Python Forum
Remove Empty tags in XML using plain python without lxml library - Printable Version

+- Python Forum (https://python-forum.io)
+-- Forum: Python Coding (https://python-forum.io/forum-7.html)
+--- Forum: General Coding Help (https://python-forum.io/forum-8.html)
+--- Thread: Remove Empty tags in XML using plain python without lxml library (/thread-12328.html)



Remove Empty tags in XML using plain python without lxml library - saurabhverma2412 - Aug-20-2018

My use case is to remove empty tags in an XML using simple plain python 2.7. No extra lxml library is available.

Sample XML:
<ArML>
<MsgHeader>
<Deal>
<Attribute>
<Name>First</Name>
<Value>10</Value>
</Attribute>
<Attribute>
<Name>Second</Name>
<Value></Value>
</Attribute>
<Attribute>
<Name>Third</Name>
<Value></Value>
</Attribute>
<Attribute>
<Name>Fourth</Name>
<Value>40</Value>
</Attribute>
</Deal>
</MsgHeader>
<MsgHeader>
<Deal>
<Attribute>
<Name>Fifth</Name>
<Value>10</Value>
</Attribute>
<Attribute>
<Name>Sixth</Name>
<Value></Value>
</Attribute>
<Attribute>
<Name>Seventh</Name>
<Value>70</Value>
</Attribute>
<Attribute>
<Name>Eight</Name>
<Value></Value>
</Attribute>
</Deal>
</MsgHeader>
</ArML>

I am using the below code, but it is not working properly for all the empty tags. Please help.

for elem in root.iter('MsgHeader'):
Deal = root.find("./MsgHeader/Deal")
empty = root.find("./MsgHeader/Deal/Attribute/[Value='']")
Deal.remove(empty)
print(ET.tostring(root, encoding='utf8').decode('utf8'))



RE: Remove Empty tags in XML using plain python without lxml library - nilamo - Aug-20-2018

Could you provide the actual code you're running, so we can try it out? For example, I don't even know what module you're using, as find() or nodelist.remove() aren't part of either the DOM nor SAX interfaces.


RE: Remove Empty tags in XML using plain python without lxml library - saurabhverma2412 - Aug-20-2018

Below is the whole code that i'm using as of now.

 
import xml.etree.ElementTree as ET

tree = ET.parse("xml_test.txt")
root = tree.getroot()

for elem in root.iter('MsgHeader'):
Deal = root.find("./MsgHeader/Deal")
empty = root.find("./MsgHeader/Deal/Attribute/[Value='']")
Deal.remove(empty)
print(ET.tostring(root, encoding='utf8').decode('utf8'))
The use case is that at some places in the sample XML, the <Value> tag is empty. So every-time we encounter a tag like this, we need to remove the corresponding <Attribute> tag from the xml itself.

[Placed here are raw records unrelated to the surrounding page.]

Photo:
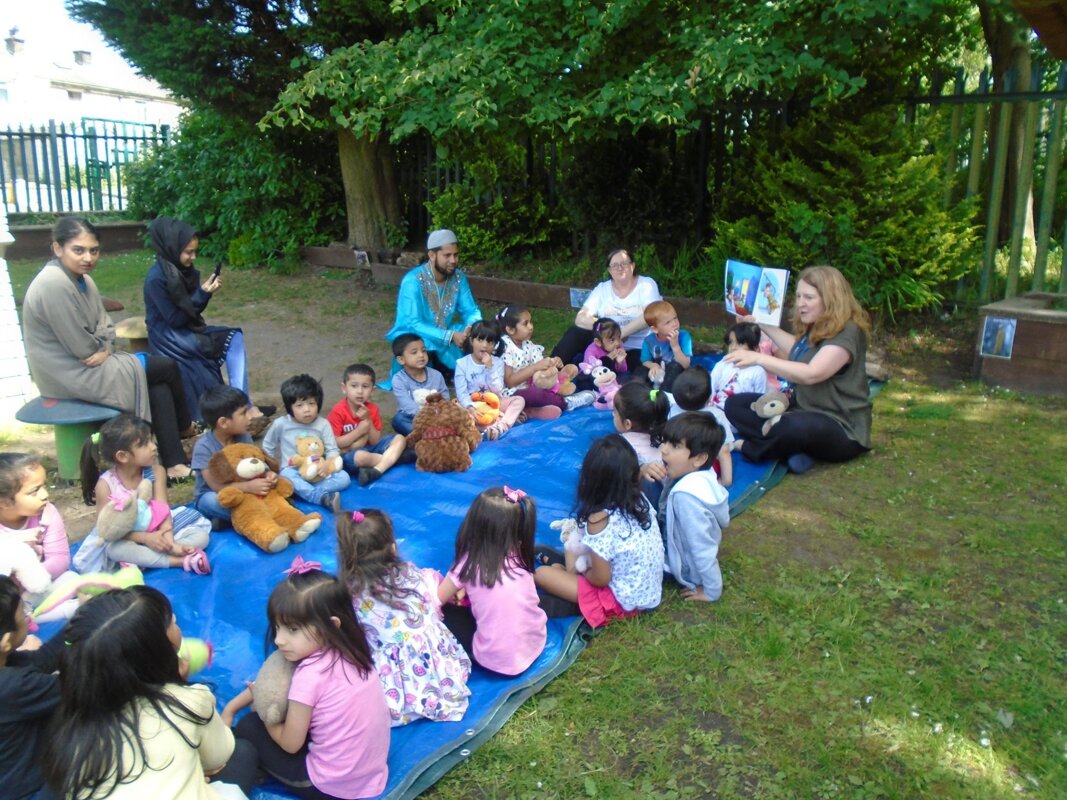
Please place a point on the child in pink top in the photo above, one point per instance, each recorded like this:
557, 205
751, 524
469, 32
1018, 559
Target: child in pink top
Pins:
26, 514
500, 624
336, 731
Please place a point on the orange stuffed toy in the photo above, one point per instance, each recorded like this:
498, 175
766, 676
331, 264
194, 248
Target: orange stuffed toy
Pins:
268, 522
487, 408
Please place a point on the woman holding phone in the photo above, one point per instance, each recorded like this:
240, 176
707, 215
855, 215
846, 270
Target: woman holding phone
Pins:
174, 303
70, 346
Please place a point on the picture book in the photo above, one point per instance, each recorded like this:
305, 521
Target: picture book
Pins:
759, 291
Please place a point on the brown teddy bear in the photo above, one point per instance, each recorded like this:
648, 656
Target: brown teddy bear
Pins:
444, 435
268, 522
770, 405
309, 460
556, 380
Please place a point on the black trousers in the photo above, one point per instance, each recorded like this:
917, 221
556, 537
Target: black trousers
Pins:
288, 768
818, 435
242, 767
170, 415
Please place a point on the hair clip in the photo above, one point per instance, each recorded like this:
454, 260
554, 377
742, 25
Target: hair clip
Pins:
300, 566
513, 495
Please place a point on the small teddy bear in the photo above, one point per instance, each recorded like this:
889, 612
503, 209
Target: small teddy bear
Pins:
559, 381
606, 386
268, 522
270, 693
309, 460
570, 534
444, 435
770, 405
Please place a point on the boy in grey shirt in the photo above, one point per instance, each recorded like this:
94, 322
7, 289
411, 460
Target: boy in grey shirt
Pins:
302, 396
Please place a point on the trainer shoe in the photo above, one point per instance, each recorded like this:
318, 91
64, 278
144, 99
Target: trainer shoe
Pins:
579, 399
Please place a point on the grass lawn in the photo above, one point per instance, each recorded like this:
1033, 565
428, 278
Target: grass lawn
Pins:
893, 627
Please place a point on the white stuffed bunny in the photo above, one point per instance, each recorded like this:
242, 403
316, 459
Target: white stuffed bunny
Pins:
570, 534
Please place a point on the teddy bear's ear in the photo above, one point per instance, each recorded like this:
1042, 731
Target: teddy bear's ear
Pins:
272, 463
221, 468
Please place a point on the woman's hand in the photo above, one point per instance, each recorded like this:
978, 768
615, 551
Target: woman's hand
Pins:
96, 358
744, 358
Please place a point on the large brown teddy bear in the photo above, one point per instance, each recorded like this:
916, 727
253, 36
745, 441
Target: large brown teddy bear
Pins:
268, 522
444, 435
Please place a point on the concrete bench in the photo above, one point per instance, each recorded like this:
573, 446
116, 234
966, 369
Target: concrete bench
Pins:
73, 422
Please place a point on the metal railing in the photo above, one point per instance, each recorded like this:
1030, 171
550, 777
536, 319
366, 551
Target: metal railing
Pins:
62, 168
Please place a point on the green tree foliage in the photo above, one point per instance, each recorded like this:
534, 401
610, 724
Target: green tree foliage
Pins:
235, 57
253, 198
571, 65
864, 196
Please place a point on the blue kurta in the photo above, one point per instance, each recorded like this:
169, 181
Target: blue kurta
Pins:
169, 334
456, 310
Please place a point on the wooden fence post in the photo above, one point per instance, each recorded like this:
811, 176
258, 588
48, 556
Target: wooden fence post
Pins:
1022, 189
1049, 190
996, 192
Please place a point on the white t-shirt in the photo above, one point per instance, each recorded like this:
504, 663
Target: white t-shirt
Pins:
603, 302
636, 556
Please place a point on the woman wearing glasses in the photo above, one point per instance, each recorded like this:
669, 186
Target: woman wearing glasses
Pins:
621, 298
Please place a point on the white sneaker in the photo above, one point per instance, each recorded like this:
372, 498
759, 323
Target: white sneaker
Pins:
579, 399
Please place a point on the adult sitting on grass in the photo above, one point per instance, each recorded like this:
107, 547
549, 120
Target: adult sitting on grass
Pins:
69, 344
435, 303
174, 303
622, 298
829, 416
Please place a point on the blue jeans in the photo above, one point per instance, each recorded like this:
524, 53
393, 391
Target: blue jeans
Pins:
381, 447
209, 507
314, 492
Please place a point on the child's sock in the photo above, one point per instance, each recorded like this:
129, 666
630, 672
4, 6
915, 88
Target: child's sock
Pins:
545, 412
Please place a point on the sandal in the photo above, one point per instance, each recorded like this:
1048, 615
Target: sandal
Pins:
196, 562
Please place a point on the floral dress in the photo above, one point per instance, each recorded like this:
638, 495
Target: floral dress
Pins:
423, 668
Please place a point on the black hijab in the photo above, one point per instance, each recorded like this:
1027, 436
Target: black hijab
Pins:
170, 237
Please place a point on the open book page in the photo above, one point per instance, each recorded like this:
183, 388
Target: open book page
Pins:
759, 291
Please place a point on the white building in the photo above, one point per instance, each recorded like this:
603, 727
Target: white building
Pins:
52, 68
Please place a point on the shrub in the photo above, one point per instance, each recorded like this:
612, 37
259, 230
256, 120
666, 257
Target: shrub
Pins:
256, 200
861, 195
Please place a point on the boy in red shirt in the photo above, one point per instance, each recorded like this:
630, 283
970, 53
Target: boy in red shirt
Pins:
357, 427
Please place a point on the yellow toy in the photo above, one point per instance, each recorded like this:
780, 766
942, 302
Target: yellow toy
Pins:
487, 408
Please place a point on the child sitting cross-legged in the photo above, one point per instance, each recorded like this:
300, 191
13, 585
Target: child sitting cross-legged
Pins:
357, 427
481, 371
226, 410
29, 694
619, 526
489, 598
302, 396
414, 381
158, 539
693, 392
697, 507
667, 350
423, 668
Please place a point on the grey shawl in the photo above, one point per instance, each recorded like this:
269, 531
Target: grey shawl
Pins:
61, 325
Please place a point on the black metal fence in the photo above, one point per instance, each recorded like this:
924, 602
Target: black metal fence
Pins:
62, 168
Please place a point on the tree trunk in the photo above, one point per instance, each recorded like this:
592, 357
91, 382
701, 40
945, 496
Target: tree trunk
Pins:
370, 189
1007, 40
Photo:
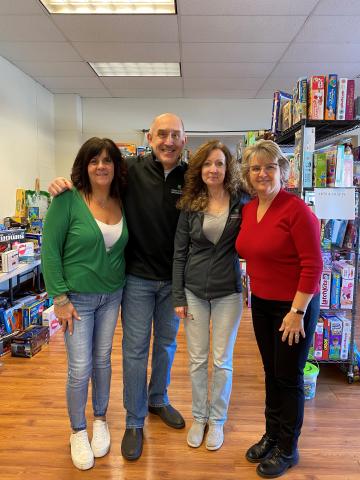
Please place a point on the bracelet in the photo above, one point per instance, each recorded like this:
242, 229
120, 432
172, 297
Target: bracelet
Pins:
296, 310
61, 300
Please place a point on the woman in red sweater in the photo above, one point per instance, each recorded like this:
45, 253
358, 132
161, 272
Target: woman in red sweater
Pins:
280, 241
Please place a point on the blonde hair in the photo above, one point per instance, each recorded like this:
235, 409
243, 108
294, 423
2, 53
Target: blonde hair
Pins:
267, 149
195, 195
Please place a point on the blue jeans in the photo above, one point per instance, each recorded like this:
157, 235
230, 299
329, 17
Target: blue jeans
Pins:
146, 303
225, 313
89, 353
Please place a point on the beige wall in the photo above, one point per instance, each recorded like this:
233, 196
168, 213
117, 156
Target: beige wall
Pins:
26, 135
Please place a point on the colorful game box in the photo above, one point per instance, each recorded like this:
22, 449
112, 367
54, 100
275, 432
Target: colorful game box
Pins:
330, 96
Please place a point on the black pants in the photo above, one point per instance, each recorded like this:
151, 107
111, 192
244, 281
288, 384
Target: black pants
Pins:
283, 366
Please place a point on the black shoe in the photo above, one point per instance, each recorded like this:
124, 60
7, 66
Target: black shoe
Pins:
259, 451
169, 415
132, 442
277, 463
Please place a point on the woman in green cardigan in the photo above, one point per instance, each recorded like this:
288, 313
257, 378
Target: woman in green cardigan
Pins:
83, 263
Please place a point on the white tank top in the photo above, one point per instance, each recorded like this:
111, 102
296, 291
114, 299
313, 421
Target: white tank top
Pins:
111, 233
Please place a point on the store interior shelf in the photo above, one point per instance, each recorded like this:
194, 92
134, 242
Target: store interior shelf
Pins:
20, 270
324, 129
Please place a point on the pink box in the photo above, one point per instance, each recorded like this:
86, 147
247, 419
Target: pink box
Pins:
50, 320
325, 287
346, 293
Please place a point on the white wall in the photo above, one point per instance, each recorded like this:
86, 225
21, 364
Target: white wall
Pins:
123, 119
26, 135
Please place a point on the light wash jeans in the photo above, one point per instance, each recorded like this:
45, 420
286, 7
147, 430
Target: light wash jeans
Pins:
225, 313
147, 303
89, 353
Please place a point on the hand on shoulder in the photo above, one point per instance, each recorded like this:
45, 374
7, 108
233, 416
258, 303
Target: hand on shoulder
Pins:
59, 185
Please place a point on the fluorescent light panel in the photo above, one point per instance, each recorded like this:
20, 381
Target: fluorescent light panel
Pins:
136, 69
110, 7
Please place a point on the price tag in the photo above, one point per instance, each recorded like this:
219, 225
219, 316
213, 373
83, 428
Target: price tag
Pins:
337, 203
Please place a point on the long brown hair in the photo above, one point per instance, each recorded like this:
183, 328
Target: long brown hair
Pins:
195, 193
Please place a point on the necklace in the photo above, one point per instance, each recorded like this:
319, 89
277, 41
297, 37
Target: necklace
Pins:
102, 203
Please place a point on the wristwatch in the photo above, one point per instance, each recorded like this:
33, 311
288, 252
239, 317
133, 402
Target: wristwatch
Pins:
297, 310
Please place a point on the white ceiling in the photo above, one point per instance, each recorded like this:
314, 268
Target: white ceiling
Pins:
227, 48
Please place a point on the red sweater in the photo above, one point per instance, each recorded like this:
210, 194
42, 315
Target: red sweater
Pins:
282, 251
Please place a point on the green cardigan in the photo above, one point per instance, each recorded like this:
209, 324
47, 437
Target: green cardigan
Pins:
73, 253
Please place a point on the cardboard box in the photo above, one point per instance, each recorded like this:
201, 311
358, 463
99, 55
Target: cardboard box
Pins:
330, 96
32, 312
341, 99
316, 98
325, 285
335, 338
345, 339
9, 261
50, 320
30, 342
346, 293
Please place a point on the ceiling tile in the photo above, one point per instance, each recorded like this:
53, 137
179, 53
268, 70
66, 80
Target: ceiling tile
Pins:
142, 82
56, 69
75, 83
38, 51
291, 70
240, 29
119, 28
128, 52
218, 93
84, 92
245, 7
224, 83
318, 29
322, 52
334, 7
232, 52
21, 7
226, 70
31, 28
284, 84
265, 94
147, 93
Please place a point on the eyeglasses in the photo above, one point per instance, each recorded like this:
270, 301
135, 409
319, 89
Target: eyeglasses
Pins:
269, 168
174, 134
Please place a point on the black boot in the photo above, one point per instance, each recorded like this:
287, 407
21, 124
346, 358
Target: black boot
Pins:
132, 442
277, 463
260, 450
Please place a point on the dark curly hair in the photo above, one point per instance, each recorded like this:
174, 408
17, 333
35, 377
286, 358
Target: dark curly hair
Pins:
195, 195
90, 149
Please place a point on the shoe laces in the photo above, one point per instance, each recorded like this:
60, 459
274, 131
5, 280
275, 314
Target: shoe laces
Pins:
81, 440
99, 430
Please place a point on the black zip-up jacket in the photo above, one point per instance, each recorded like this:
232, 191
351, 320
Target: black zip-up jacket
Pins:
151, 216
207, 270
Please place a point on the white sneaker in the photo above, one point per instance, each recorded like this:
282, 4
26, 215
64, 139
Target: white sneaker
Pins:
215, 436
81, 453
100, 442
196, 434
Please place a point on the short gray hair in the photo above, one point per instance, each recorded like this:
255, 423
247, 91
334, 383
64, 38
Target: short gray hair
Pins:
267, 149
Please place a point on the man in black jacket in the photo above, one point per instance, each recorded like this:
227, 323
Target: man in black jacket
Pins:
155, 185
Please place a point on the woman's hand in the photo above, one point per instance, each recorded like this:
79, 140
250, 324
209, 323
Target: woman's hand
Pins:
59, 185
65, 315
181, 312
292, 326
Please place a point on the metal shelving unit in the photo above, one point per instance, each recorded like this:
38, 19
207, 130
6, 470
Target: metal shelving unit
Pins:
327, 130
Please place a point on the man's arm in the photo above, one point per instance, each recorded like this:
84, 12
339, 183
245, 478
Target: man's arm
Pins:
59, 185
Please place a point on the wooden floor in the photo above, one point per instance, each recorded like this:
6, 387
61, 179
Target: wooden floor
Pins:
34, 429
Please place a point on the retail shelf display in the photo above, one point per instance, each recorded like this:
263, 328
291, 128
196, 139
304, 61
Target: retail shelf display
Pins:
334, 336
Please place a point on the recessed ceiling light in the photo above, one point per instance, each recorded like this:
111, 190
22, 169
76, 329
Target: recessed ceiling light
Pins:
110, 7
136, 69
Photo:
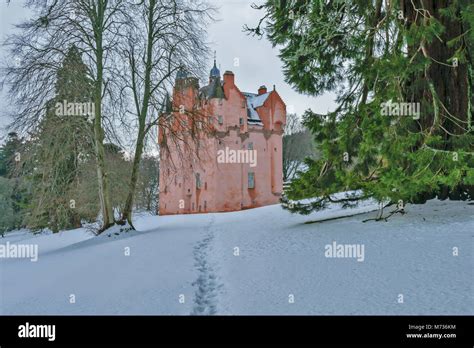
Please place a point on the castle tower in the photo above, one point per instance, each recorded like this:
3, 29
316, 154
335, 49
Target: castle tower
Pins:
237, 162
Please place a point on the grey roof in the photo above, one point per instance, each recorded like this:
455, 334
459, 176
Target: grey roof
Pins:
253, 102
181, 74
212, 90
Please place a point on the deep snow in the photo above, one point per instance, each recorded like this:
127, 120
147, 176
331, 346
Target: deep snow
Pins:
190, 264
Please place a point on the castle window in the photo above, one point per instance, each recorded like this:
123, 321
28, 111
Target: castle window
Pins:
251, 180
198, 181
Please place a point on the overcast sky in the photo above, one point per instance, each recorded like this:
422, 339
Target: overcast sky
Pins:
258, 63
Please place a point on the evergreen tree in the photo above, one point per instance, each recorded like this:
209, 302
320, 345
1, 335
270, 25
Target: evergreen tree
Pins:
62, 142
410, 53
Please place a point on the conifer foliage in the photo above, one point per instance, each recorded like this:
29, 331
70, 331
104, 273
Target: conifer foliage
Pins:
403, 73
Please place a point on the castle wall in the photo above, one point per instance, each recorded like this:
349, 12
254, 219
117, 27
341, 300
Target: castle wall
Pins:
225, 186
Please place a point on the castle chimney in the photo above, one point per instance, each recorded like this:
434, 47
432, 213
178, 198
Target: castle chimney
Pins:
229, 78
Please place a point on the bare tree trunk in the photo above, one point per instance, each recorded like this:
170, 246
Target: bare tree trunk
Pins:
104, 193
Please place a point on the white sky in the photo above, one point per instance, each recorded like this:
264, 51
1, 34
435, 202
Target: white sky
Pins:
258, 62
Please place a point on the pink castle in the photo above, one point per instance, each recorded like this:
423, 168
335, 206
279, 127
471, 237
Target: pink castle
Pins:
236, 163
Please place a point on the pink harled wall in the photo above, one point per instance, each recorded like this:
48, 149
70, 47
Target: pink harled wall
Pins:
224, 186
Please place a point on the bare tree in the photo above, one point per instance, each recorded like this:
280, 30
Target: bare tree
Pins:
164, 37
297, 145
94, 27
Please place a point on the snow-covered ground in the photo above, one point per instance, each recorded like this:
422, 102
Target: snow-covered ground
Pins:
260, 261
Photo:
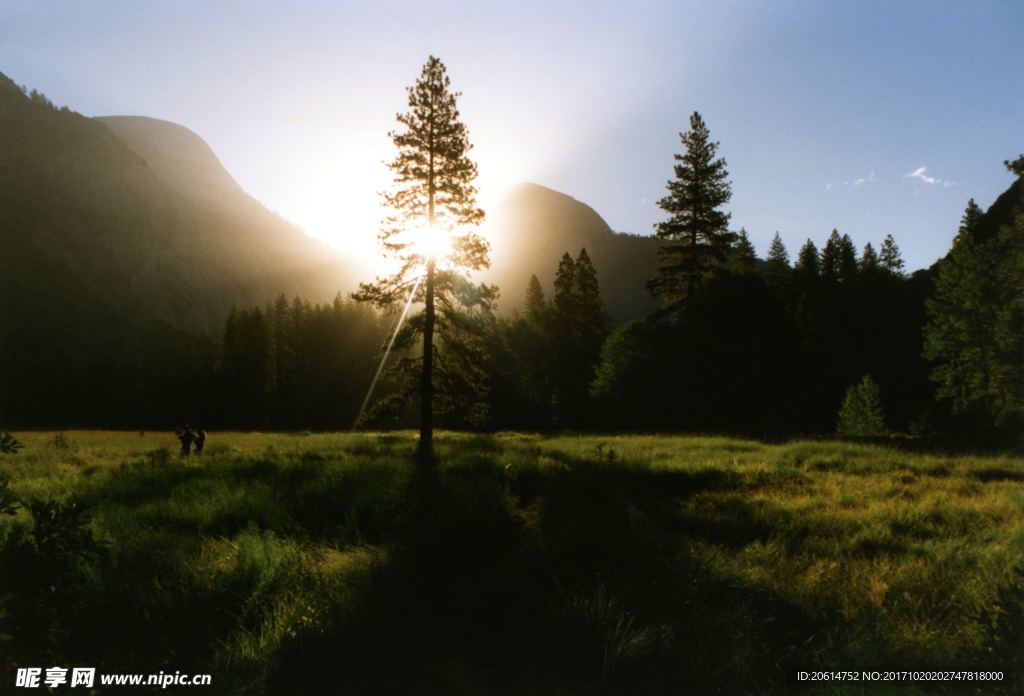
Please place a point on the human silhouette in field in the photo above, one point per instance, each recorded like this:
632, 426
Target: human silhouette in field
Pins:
185, 437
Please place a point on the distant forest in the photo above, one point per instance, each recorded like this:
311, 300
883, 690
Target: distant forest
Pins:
766, 347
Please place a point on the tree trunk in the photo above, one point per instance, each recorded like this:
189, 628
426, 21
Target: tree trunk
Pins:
427, 384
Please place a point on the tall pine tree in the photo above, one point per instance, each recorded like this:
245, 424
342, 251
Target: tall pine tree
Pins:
744, 257
432, 209
696, 233
975, 333
890, 258
778, 257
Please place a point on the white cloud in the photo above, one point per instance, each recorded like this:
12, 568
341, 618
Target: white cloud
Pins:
864, 179
922, 173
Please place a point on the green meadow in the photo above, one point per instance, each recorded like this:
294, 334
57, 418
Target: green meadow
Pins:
510, 563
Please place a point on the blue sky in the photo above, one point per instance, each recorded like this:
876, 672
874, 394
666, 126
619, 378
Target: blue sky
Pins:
875, 118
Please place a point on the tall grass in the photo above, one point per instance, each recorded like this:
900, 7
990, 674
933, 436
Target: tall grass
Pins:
520, 564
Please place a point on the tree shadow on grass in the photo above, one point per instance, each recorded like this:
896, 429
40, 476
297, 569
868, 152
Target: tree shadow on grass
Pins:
548, 581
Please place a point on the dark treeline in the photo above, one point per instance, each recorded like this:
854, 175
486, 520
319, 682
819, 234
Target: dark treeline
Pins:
740, 344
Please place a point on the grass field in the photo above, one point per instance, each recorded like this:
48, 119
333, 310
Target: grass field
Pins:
513, 564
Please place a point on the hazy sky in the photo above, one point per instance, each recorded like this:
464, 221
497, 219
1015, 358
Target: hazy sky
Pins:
869, 117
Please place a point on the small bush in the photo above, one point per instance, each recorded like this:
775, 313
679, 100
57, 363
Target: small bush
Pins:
9, 445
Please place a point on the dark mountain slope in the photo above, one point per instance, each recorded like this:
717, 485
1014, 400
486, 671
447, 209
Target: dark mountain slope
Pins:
534, 226
138, 216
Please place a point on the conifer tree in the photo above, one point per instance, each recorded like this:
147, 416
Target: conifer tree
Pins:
536, 304
890, 258
565, 294
744, 257
847, 260
778, 258
696, 230
807, 260
975, 332
592, 315
861, 415
581, 325
830, 256
868, 260
432, 209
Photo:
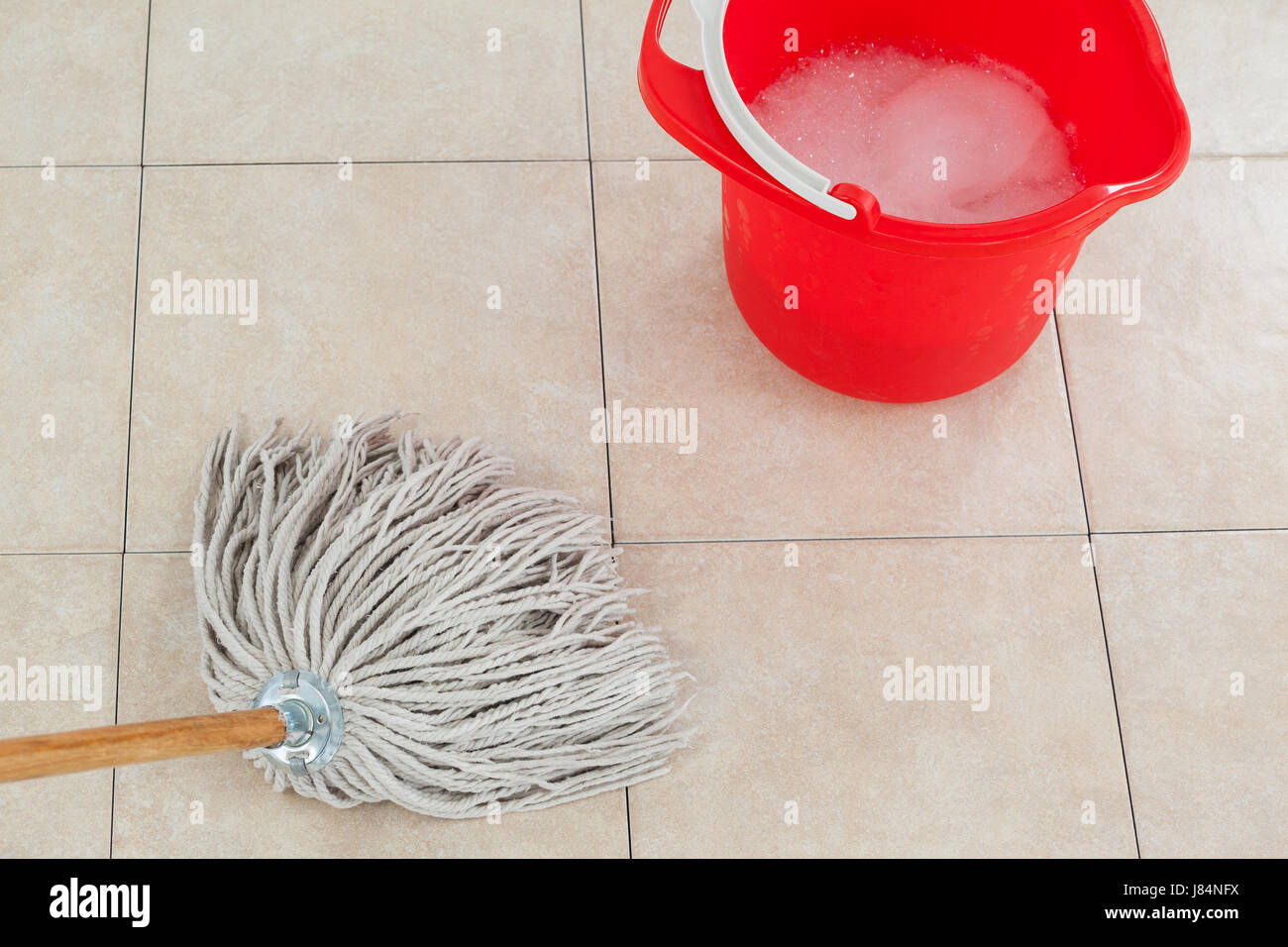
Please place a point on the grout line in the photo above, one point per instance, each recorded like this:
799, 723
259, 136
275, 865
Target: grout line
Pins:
389, 161
772, 539
1095, 579
372, 161
1181, 530
599, 322
69, 163
129, 416
848, 539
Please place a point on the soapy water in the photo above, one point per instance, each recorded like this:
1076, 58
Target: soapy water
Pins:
932, 140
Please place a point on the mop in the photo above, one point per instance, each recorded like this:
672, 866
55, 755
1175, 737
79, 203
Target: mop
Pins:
385, 618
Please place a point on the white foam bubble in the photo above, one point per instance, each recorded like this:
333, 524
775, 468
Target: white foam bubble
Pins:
948, 142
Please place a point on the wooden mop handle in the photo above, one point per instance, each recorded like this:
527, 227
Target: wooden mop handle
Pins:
101, 748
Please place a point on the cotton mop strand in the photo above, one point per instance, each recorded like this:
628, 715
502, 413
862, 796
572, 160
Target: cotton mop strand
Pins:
477, 634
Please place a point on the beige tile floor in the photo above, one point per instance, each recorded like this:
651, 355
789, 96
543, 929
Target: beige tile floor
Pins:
1104, 527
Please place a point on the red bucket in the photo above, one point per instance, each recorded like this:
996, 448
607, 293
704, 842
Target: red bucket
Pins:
881, 307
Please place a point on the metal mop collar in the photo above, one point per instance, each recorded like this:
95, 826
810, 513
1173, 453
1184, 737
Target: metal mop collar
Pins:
430, 635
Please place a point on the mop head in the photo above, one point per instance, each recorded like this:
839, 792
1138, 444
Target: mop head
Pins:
478, 634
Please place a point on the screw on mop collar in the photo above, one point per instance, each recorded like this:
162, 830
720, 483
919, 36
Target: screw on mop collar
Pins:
314, 723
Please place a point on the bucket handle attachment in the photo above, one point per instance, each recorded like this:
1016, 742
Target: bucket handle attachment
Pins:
778, 162
703, 111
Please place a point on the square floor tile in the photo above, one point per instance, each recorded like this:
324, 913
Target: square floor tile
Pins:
72, 78
802, 749
1180, 407
220, 805
1196, 625
300, 80
373, 295
619, 124
58, 634
776, 455
1231, 69
67, 253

RE: Remove Empty tags in XML using plain python without lxml library - saurabhverma2412 - Aug-21-2018

I believe that without using extra library like lxml etc., this requirement might not be possible, but as an implementation specialist i found a work-around for this.
You can replace your empty string with the 'NULL' keyword and then remove the line altogether where ever you find 'NULL' in the XML.